Glidein Factory monitoring
Monitoring is an essential part of any service. One has to monitor to both maintain the health of the system and to tune the system for anticipated growth. The various ways you can monitor a Glidein Factory are described below.
Log files
Both the Factory Daemon, the Entry Daemons, Condor-G and the Glideins write extensive log files. The logs are kept for a week and then deleted.
Log file locations in glideinWMS v2.3.x and earlier:
The Glidein Factory Daemon log files are located in
<glidein directory>/log/factory_info.<date>.log
<glidein directory>/log/factory_err.<date>.log
Each Entry Daemon has its log files in
<glidein directory>/entry_<entry name>/log/factory_info.<date>.log
<glidein directory>/entry_<entry name>/log/factory_err.<date>.log
For each client an Entry Daemon is serving, one Condor-G job log is used
<glidein directory>/entry_<entry name>/log/condor_activity_<date>_<client-name>.log
Each Glidein also writes a couple of log files, that get transfered back to the factory node after the glidein terminates. The log files are named:
<glidein directory>/entry_<entry name>/log/job.<condor-g job nr>.out
<glidein directory>/entry_<entry name>/log/job.<condor-g job nr>.err
The Glidein .out files are readable using any text editor, while the .err files
contain the compressed logs of the condor daemons.
Use the following commands to extract that information in simple text format
glideinWMS/factory/tools/cat_MasterLog.py <err_fname>
glideinWMS/factory/tools/cat_StartdLog.py <err_fname>
glideinWMS/factory/tools/cat_StarterLog.py <err_fname>
Note: If you need Condor log files from a still running glidein, use the following Condor command
<condor dir>/sbin/condor_fetchlog -pool <pool collector> <glidein slot name> -startd MASTER|STARTD|STARTER
The Entry Daemons also summarize the information about completed glideins into
<glidein directory>/entry_<entry name>/log/completed_jobs_<date>.log
Log file locations in glideinWMS v2.4 and later:
With the introduction of privilage separation in glideinWMS, location for log files have changed, altough a link to log directory is still maintained from the <glidein directory>. Location for the log files is controlled through configuration. glideinWMS uses condor_switchboard to control the access to the log directories. This makes the deployment more secure.

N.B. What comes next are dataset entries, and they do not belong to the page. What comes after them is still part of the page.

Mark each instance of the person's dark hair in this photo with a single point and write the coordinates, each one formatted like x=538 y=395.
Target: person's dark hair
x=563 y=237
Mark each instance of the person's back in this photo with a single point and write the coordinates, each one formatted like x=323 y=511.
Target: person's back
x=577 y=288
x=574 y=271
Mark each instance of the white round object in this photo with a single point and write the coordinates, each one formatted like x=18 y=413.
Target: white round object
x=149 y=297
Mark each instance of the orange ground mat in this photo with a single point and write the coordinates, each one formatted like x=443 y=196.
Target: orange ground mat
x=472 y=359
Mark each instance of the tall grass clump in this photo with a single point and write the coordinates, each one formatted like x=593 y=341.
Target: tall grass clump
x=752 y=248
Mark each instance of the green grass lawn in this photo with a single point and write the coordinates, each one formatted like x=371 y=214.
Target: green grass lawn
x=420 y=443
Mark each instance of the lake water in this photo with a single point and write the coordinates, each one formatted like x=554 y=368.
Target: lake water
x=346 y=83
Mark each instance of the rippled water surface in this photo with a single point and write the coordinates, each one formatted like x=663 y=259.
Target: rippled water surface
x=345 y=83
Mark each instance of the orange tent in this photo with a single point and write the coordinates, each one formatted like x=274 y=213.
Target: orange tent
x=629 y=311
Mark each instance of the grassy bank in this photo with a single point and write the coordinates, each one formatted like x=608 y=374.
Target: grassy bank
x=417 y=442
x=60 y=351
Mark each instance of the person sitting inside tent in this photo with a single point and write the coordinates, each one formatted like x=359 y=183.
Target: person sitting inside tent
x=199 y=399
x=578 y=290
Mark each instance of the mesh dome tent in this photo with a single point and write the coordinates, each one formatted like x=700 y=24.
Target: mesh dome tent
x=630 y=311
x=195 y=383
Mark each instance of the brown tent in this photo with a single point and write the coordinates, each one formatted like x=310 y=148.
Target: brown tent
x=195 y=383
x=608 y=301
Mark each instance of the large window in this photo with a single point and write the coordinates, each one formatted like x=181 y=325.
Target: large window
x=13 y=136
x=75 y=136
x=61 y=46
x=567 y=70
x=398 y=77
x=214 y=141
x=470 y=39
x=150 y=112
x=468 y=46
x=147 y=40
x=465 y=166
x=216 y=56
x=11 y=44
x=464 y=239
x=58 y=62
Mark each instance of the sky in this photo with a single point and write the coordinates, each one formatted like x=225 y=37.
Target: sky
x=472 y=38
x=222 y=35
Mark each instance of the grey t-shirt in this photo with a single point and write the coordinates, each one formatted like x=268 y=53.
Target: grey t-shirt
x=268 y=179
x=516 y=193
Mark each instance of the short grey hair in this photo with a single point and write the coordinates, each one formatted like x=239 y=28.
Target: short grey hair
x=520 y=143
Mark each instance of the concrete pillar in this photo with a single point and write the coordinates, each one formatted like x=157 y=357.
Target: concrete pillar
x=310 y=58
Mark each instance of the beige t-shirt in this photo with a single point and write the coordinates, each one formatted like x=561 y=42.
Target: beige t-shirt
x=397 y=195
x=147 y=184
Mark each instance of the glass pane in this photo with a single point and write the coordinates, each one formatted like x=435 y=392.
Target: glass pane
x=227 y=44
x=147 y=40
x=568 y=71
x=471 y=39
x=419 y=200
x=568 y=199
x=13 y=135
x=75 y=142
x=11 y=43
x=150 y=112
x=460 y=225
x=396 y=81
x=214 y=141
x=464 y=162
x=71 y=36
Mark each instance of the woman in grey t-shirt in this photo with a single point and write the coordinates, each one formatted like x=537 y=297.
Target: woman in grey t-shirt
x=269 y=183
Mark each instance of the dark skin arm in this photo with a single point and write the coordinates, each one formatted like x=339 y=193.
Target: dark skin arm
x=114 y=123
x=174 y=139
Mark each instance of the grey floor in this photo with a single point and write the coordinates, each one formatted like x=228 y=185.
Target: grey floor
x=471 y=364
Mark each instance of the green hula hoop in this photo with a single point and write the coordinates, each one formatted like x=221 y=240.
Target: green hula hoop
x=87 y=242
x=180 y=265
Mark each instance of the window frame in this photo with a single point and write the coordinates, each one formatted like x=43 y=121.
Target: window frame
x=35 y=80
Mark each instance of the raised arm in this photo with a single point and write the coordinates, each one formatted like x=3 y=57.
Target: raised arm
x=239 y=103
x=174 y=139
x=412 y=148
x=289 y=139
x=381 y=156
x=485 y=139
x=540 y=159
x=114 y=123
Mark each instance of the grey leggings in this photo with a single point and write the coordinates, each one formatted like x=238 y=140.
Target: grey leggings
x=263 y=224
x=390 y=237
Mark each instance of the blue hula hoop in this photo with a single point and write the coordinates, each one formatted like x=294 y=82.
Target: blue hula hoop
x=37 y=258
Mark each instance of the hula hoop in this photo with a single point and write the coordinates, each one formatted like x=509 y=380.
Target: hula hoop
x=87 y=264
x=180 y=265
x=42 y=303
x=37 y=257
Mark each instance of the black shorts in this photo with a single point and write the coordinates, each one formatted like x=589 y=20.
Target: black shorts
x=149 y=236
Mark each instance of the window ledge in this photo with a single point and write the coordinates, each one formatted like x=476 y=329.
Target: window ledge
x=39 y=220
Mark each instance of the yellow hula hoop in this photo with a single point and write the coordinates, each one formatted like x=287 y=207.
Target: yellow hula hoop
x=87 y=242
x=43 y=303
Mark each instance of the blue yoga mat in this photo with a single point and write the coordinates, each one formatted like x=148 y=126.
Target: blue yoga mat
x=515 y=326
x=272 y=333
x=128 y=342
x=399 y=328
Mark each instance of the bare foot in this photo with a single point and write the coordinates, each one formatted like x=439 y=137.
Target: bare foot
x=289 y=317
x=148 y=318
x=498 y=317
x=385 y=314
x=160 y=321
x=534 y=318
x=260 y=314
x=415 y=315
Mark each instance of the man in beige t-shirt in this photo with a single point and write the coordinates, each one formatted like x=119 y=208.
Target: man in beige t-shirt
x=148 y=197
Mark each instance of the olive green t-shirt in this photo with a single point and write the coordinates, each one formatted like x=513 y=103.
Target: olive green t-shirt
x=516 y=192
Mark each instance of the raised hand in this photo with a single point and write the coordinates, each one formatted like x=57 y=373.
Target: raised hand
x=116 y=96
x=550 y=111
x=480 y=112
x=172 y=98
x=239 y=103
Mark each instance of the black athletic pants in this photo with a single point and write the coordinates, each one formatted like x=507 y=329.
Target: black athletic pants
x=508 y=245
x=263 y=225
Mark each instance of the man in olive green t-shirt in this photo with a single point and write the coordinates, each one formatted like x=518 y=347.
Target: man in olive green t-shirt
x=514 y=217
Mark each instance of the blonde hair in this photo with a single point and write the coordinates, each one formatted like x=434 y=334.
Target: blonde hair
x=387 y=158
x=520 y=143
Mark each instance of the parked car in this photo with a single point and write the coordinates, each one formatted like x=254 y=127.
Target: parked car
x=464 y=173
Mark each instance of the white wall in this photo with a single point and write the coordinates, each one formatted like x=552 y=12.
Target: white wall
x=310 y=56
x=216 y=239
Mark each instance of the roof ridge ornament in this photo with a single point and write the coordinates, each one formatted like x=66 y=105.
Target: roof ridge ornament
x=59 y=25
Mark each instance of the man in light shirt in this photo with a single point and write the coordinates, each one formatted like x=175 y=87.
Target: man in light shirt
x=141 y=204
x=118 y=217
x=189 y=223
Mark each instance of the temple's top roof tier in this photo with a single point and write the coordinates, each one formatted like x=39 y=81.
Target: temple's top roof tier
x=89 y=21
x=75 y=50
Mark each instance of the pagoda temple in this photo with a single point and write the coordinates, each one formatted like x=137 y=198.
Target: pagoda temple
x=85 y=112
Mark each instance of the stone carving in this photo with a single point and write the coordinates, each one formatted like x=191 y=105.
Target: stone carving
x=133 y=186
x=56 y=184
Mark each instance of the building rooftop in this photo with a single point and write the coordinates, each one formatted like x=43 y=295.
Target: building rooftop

Glidein factory entry Web monitoring
You can either monitor the factory as a whole, or just a single entry point.
The factory monitoring is located at a URL like the one below
http://gfactory1.my.org/glidefactory/monitor/glidein_v1_0/
Moreover, each entry point, has its own history on the Web.
Assuming you have a SanDiego entry, it can be monitored at
http://gfactory1.my.org/glidefactory/monitor/glidein_v1_0/entry_SanDiego/
Historical Web monitoring
The Entry Point Daemons will also create RRD databases and associated graphs for a period of up to one year. This way, one can easily monitor the evolution of the system.
Glidein factory monitoring via WMS tools
You can get the equivalent of the Web page snaphot by using
cd glideinWMS/tools/
python wmsXMLView.py
Glidein factory entry log files
The glidein factory writes two log files per entry point factory_info.YYYYMMDD.log
and factory_err.YYYYMMDD.log.
Assuming you have a SanDiego entry, the log files are in
/home/gfactory/glidein_submit/glidein_v1_0/entry_SanDiego/log
All errors are reported in the factory_err.YYYYMMDD.log. file, while factory_info.YYYYMMDD.log contains entries about what the factory is doing.
Glidein output
Each glidein creates 2 files on exit; job.ID.out and job.ID.err.
Assuming you have a SanDiego entries, the log files are in
/home/gfactory/glidein_submit/glidein_v1_0/entry_SanDiego/log
Problems are usually reasonably easy to spot.
Glidein factory ClassAds in the WMS Collector
The glidein factory also advertises summary information in the WMS collector.
Use condor_status:
condor_status -any
and look for glidefactory and glidefactoryclient ads.
Looking at ClassAds
As explained in the Data exchange overview, the Entry Point Daemons expose a lot of monitoring information in the ClassAds sent to the WMS collector. While this may not be the most user friendly interface, most of the monitoring information you'll ever need is present there.
On top of the Condor provided tools, the factory provides two tools to look at the ClassAds; the first one returns a human readable, but limited text, while the other provides a complete XML-formated output
glideinWMS/tools/wmsTxtView.py [Entries|Sites|Gatekeepers]
glideinWMS/tools/wmsXMLView.py